Video outpainting generates plausible visual content beyond the original spatial extent of a video, playing a key role in adapting videos to diverse display formats. To support such use cases, it must enable large spatial extrapolation over long sequences. However, most existing methods address only one of these challenges or lack explicit mechanisms for ensuring global spatio-temporal consistency, leading to notable limitations. In this paper, we propose HL-OutPaint, a high-resolution video outpainting framework for long sequences. Our approach follows a coarse-to-fine strategy with a two-stage pipeline. We first construct Global Coarse Guidance (GCG), a low-resolution representation that captures global structure and dominant motion across the video. Unlike naive downsampling, GCG is built via a novel global-local frame swapping mechanism that couples sparse global keyframes with local temporal windows and exchanges information during sampling.

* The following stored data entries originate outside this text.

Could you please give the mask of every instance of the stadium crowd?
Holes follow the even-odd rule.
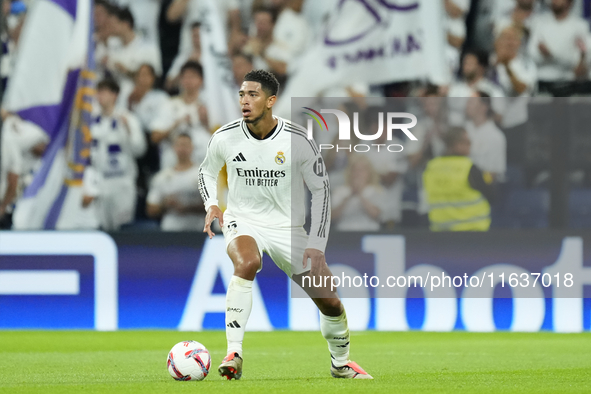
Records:
[[[591,76],[589,10],[581,0],[438,0],[447,13],[446,57],[455,80],[380,86],[354,84],[324,92],[365,108],[367,126],[380,107],[365,97],[408,97],[421,121],[420,143],[400,138],[402,153],[325,157],[333,190],[333,225],[342,231],[427,226],[431,159],[458,150],[488,186],[502,188],[507,169],[523,165],[531,97],[586,94]],[[3,88],[10,79],[30,1],[4,0]],[[219,125],[208,119],[201,65],[202,0],[95,0],[97,99],[92,165],[84,199],[94,220],[85,228],[122,226],[201,230],[198,166]],[[322,32],[337,0],[216,0],[227,28],[236,90],[252,69],[273,72],[285,85]],[[206,70],[205,70],[206,72]],[[4,89],[3,89],[4,90]],[[279,93],[281,95],[281,92]],[[238,95],[236,96],[238,100]],[[408,107],[406,108],[408,109]],[[48,138],[33,124],[2,112],[0,218],[10,225],[14,204],[38,168]],[[450,130],[454,130],[451,132]],[[451,135],[453,134],[453,137]],[[472,176],[472,175],[471,175]],[[472,184],[472,183],[471,183]],[[483,189],[484,190],[484,189]],[[159,223],[159,224],[156,224]]]

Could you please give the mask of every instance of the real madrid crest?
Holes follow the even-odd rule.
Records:
[[[275,156],[275,163],[279,165],[285,164],[285,156],[283,155],[283,152],[277,152],[277,156]]]

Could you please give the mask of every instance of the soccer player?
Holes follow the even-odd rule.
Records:
[[[314,141],[289,121],[273,116],[279,83],[273,74],[254,70],[240,87],[242,119],[216,131],[200,168],[205,203],[204,232],[214,236],[216,218],[234,263],[226,295],[228,353],[219,367],[228,380],[242,376],[242,341],[252,307],[252,284],[267,253],[313,299],[320,329],[328,342],[331,374],[336,378],[372,379],[349,360],[349,327],[333,289],[303,286],[313,276],[331,276],[324,250],[330,226],[330,191],[324,162]],[[228,208],[222,215],[217,177],[226,165]],[[304,182],[312,193],[310,236],[305,221]]]

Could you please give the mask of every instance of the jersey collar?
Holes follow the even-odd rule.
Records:
[[[249,139],[249,140],[253,140],[253,141],[268,141],[268,140],[273,140],[273,139],[275,139],[275,137],[277,137],[277,135],[283,129],[283,120],[281,118],[276,117],[276,116],[273,116],[273,118],[274,119],[277,119],[277,124],[275,125],[275,127],[273,128],[273,130],[271,130],[271,132],[269,134],[267,134],[265,136],[265,138],[263,138],[262,140],[259,137],[257,137],[252,131],[250,131],[250,129],[248,128],[248,125],[246,124],[246,122],[244,121],[244,119],[242,119],[240,121],[240,126],[242,128],[242,132],[244,133],[244,135],[246,136],[246,138]]]

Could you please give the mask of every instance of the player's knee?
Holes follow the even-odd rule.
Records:
[[[326,316],[340,316],[343,313],[343,305],[337,297],[323,298],[318,307]]]
[[[235,265],[235,271],[247,275],[255,275],[261,267],[259,256],[240,256]]]

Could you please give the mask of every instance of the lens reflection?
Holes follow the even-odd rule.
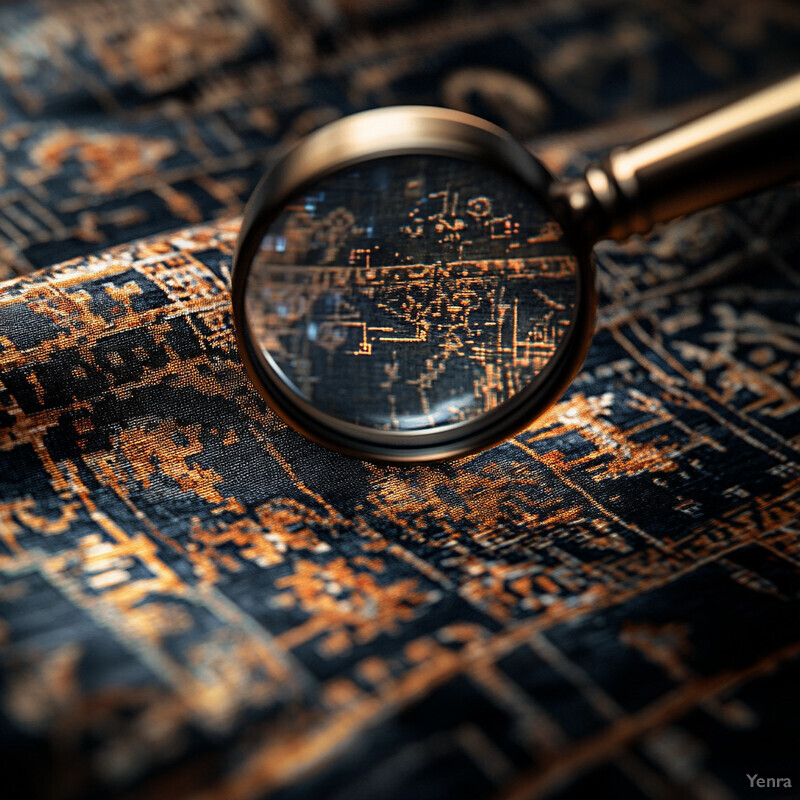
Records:
[[[288,389],[379,430],[474,419],[562,342],[577,260],[513,178],[440,156],[342,170],[289,203],[248,278],[250,335]]]

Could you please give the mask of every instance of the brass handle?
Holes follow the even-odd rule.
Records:
[[[800,74],[628,148],[556,189],[592,239],[800,177]]]

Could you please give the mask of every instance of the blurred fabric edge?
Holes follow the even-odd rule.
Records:
[[[530,140],[766,82],[797,62],[796,15],[781,3],[358,8],[0,9],[0,263],[24,273],[233,216],[276,146],[362,108],[446,105]]]
[[[55,264],[0,287],[6,796],[794,779],[795,187],[601,246],[575,385],[456,464],[288,431],[227,289],[274,148],[327,119],[460,107],[570,171],[798,42],[780,2],[0,7],[0,264]]]

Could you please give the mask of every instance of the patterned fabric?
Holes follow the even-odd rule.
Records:
[[[439,466],[287,429],[228,287],[334,116],[464,108],[569,172],[799,45],[780,0],[2,6],[4,797],[796,791],[796,187],[599,246],[565,397]]]

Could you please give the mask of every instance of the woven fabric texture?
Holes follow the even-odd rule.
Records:
[[[601,244],[579,377],[454,463],[287,429],[229,315],[327,120],[461,108],[574,173],[798,54],[779,0],[0,7],[3,796],[800,786],[796,187]]]

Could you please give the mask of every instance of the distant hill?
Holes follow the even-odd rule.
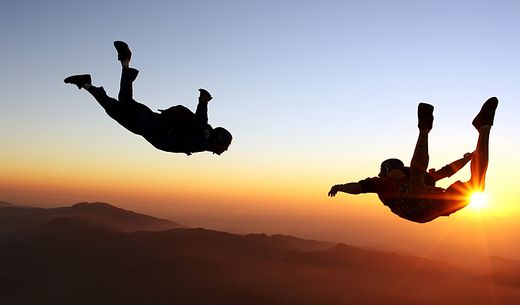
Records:
[[[19,208],[4,203],[0,213],[0,236],[32,229],[58,218],[70,218],[86,225],[122,232],[161,231],[183,227],[169,220],[135,213],[102,202],[81,202],[70,207],[49,209]]]
[[[48,210],[0,236],[0,304],[520,303],[515,286],[490,290],[490,277],[437,260],[286,235],[116,230],[99,223],[150,216],[107,204]]]
[[[307,240],[283,234],[275,234],[272,236],[268,236],[266,234],[248,234],[245,235],[245,238],[246,240],[250,240],[257,245],[265,243],[271,246],[276,245],[281,249],[292,249],[300,251],[320,251],[334,246],[334,243],[331,242]]]
[[[4,207],[12,207],[13,204],[9,203],[9,202],[5,202],[5,201],[0,201],[0,208],[4,208]]]
[[[493,282],[520,290],[520,260],[493,256],[484,262],[488,267],[487,277]]]

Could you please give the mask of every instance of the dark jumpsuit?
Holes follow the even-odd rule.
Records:
[[[153,112],[133,99],[135,69],[123,69],[118,100],[107,96],[103,87],[88,91],[106,113],[129,131],[141,135],[155,148],[190,155],[208,149],[212,127],[208,124],[208,103],[199,102],[196,113],[177,105],[162,113]]]
[[[407,167],[395,171],[403,174],[366,178],[358,183],[361,184],[362,193],[377,193],[381,202],[401,218],[425,223],[440,216],[449,216],[469,203],[467,183],[457,181],[447,189],[435,187],[436,181],[453,174],[449,166],[432,174],[425,173],[427,192],[423,194],[409,192]]]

This enables GCG to encode both long-term structural consistency and short-term temporal dynamics in a unified representation. Guided by this representation, HL-OutPaint then performs high-resolution outpainting to generate spatially detailed and temporally consistent content. By separating global structure modeling from fine-grained synthesis, our framework achieves stable, coherent generation for large spatial expansion and long video sequences. Extensive experiments show that HL-OutPaint outperforms existing methods in challenging scenarios involving wide spatial extrapolation and long video sequences.

翻译：视频外扩技术在原始视频空间范围之外生成合理的视觉内容，对于将视频适配至多种显示格式起着关键作用。为支持此类应用场景，该技术必须能够对长序列实现大幅度的空间外推。然而现有方法大多仅能应对上述挑战之一，或缺乏确保全局时空一致性的显式机制，从而存在显著局限性。本文提出HL-OutPaint——一种面向长序列的高分辨率视频外扩框架。该方法采用由粗到精策略，通过两阶段流水线实现：首先构建全局粗粒度引导（GCG），这是一种捕获视频全局结构与主导运动的低分辨率表征。与简单下采样不同，GCG通过一种新颖的全局-局部帧交换机制构建，该机制将稀疏的全局关键帧与局部时间窗口耦合，并在采样过程中交换信息。这使得GCG能够在统一表征中同时编码长期结构一致性与短期时域动态。在此表征引导下，HL-OutPaint进而执行高分辨率外扩，生成空间细节丰富且时域一致的视频内容。通过将全局结构建模与细粒度合成相分离，本框架能够针对大范围空间扩展和长视频序列实现稳定且连贯的生成。大量实验表明，在涉及大幅空间外推与长视频序列的挑战性场景中，HL-OutPaint优于现有方法。